Alors que le « Big One » est une grande pré­oc­cu­pa­tion du sys­tème assu­ran­tiel moderne, il est amu­sant de se rap­pe­ler que c’est jus­te­ment du grand trem­ble­ment de terre de l’époque – cf. l’article sti­mu­lant de Syl­vestre Fre­zal (X00) – que l’auteur de Can­dide s’était ser­vi pour moquer Leib­niz-Pan­gloss (« tout va pour le mieux dans le meilleur des mondes pos­sibles »). Les publi­ca­tions des notes de Leib­niz datant d’il y a seule­ment quelques années, on par­don­ne­ra à Vol­taire le contre­sens qu’il com­met­tait vis-à-vis de son hono­rable aîné.

Les com­pa­gnies d’assurances, ins­tru­ments indis­pen­sables de la soli­da­ri­té concrète entre les hommes, sont mal aimées. En 2022 AXA, fleu­ron natio­nal s’il en est, ne se clas­sait, par­mi les entre­prises pré­fé­rées des jeunes diplô­més selon l’enquête annuelle du jour­nal l’Étudiant, qu’au 80e rang d’un pal­ma­rès mêlant tous types d’activité et fai­sant une place enviable aux indus­triels de l’armement. On impu­te­ra ce para­doxe, que les pro­fes­sion­nels du sec­teur doivent res­sen­tir comme une injus­tice, au modèle même de leur acti­vi­té. Parce que l’assureur paye après, il sera tou­jours soup­çon­né d’être plus prompt à tou­cher les primes qu’à bourse délier au béné­fice des assu­rés face à l’adversité ultérieure.

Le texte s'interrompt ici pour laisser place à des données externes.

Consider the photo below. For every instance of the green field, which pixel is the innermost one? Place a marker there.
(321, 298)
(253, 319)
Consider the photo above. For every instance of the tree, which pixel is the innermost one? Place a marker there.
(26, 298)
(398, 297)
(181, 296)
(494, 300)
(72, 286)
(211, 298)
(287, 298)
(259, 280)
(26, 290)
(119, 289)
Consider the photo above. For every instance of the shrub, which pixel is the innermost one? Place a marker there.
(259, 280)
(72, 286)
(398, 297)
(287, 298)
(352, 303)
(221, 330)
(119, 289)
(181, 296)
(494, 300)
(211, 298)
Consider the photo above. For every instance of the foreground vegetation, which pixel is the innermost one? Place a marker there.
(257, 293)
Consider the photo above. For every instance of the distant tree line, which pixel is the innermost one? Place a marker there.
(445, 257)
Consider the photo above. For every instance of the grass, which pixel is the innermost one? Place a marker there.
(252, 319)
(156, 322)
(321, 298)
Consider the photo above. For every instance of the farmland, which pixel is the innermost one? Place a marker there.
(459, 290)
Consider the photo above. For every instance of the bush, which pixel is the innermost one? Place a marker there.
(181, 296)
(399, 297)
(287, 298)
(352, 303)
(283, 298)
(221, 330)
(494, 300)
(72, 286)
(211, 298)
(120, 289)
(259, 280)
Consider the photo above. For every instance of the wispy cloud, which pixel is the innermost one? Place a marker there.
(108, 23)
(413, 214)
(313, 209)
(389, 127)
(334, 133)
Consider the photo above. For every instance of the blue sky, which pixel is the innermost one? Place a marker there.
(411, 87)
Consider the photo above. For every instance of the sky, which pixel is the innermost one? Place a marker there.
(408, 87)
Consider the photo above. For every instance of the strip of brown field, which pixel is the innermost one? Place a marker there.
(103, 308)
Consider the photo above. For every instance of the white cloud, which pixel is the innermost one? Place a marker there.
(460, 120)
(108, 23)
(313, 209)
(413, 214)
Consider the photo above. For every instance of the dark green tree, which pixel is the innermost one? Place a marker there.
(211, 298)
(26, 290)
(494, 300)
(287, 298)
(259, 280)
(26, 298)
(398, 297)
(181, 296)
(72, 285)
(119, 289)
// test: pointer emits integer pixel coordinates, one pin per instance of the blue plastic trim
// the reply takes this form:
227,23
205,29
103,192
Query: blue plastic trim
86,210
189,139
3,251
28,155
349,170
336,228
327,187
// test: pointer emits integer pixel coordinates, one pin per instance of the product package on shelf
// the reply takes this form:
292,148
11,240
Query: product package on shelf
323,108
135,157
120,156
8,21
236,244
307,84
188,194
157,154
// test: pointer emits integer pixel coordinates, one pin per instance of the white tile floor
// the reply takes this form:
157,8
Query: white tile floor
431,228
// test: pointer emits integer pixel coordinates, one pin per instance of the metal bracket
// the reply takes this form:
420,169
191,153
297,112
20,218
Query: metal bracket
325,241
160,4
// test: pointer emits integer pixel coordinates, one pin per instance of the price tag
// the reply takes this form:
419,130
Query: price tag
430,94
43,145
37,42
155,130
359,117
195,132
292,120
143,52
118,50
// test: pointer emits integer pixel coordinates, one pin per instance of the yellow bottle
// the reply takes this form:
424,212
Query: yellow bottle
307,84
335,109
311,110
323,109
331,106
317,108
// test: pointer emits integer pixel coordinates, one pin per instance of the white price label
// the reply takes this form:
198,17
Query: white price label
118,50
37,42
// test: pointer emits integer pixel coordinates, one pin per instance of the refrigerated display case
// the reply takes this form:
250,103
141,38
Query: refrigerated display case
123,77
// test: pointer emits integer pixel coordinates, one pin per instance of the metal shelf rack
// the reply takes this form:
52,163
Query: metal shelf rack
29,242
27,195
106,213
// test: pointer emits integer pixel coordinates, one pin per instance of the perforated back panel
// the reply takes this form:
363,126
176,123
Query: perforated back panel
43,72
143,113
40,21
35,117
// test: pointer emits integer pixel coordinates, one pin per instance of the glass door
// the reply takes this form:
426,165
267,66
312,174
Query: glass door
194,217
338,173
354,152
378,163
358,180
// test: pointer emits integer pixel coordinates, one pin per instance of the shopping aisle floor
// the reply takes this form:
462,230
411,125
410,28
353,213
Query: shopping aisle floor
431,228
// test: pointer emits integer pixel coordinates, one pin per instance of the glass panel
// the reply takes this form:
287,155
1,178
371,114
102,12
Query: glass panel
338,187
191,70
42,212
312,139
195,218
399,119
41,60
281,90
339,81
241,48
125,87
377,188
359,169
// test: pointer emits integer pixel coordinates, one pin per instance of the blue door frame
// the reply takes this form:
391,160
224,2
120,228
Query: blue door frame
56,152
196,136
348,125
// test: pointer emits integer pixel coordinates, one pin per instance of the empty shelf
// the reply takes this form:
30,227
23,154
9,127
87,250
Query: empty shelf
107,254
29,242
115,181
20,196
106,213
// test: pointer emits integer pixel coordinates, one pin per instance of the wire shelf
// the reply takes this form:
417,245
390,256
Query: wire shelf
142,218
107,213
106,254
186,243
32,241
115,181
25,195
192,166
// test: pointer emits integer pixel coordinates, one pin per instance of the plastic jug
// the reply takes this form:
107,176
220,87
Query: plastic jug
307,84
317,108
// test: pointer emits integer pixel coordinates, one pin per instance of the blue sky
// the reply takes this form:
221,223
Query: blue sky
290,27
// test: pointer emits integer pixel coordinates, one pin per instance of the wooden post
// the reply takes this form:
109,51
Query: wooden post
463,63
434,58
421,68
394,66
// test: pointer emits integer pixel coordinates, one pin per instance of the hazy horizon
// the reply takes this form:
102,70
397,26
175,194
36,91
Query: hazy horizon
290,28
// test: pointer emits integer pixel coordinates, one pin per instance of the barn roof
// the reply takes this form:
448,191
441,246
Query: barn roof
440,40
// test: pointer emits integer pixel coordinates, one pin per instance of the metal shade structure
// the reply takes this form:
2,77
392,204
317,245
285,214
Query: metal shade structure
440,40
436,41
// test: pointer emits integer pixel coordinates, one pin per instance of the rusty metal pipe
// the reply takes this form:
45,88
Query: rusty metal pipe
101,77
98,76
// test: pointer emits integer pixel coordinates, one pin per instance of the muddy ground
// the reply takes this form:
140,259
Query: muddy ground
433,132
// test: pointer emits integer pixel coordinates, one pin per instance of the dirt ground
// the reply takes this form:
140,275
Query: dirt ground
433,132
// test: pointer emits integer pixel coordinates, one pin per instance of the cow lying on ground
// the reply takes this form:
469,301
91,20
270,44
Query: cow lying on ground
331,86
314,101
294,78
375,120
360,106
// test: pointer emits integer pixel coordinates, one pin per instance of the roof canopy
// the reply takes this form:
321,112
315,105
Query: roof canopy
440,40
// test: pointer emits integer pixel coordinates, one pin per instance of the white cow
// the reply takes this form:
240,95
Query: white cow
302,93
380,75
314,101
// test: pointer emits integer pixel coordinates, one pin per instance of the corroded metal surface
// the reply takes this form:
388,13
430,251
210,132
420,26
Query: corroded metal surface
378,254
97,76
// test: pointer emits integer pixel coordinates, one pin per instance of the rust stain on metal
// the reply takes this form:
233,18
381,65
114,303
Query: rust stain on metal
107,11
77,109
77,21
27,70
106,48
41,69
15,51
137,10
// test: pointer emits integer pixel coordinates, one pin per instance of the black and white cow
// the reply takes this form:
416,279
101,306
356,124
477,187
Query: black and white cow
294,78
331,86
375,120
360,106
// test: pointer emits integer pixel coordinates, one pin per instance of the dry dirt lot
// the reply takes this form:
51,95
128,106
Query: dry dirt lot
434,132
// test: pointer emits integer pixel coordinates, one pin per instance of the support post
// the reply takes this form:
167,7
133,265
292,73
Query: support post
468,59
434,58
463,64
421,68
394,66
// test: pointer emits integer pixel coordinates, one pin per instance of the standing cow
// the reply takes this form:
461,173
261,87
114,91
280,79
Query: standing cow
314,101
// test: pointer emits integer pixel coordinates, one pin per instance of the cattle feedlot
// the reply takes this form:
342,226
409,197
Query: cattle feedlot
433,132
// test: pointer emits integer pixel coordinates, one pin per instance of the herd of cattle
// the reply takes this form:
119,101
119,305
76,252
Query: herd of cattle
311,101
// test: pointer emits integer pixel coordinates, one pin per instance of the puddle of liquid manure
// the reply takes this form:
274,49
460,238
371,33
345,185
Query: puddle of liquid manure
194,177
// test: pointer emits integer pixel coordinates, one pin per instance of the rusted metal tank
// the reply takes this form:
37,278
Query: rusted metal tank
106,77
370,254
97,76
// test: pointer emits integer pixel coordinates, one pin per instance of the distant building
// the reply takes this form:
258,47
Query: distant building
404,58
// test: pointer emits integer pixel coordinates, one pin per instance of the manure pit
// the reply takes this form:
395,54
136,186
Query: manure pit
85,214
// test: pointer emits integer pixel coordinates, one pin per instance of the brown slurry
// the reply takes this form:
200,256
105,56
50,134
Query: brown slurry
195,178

À l’époque où nous abor­dons de front les récifs des tran­si­tions cli­ma­tique et démo­gra­phique, où les catas­trophes se feront plus sys­té­miques et où les ayants droit de la soli­da­ri­té seront de plus en plus nom­breux en regard des contri­bu­teurs, il est de bon augure pour l’avenir de nos démo­cra­ties que le sys­tème des assu­rances se porte bien, et pro­fite mal­gré tout de la confiance géné­rale. Même si l’image de marque de ses opé­ra­teurs res­te­ra à améliorer.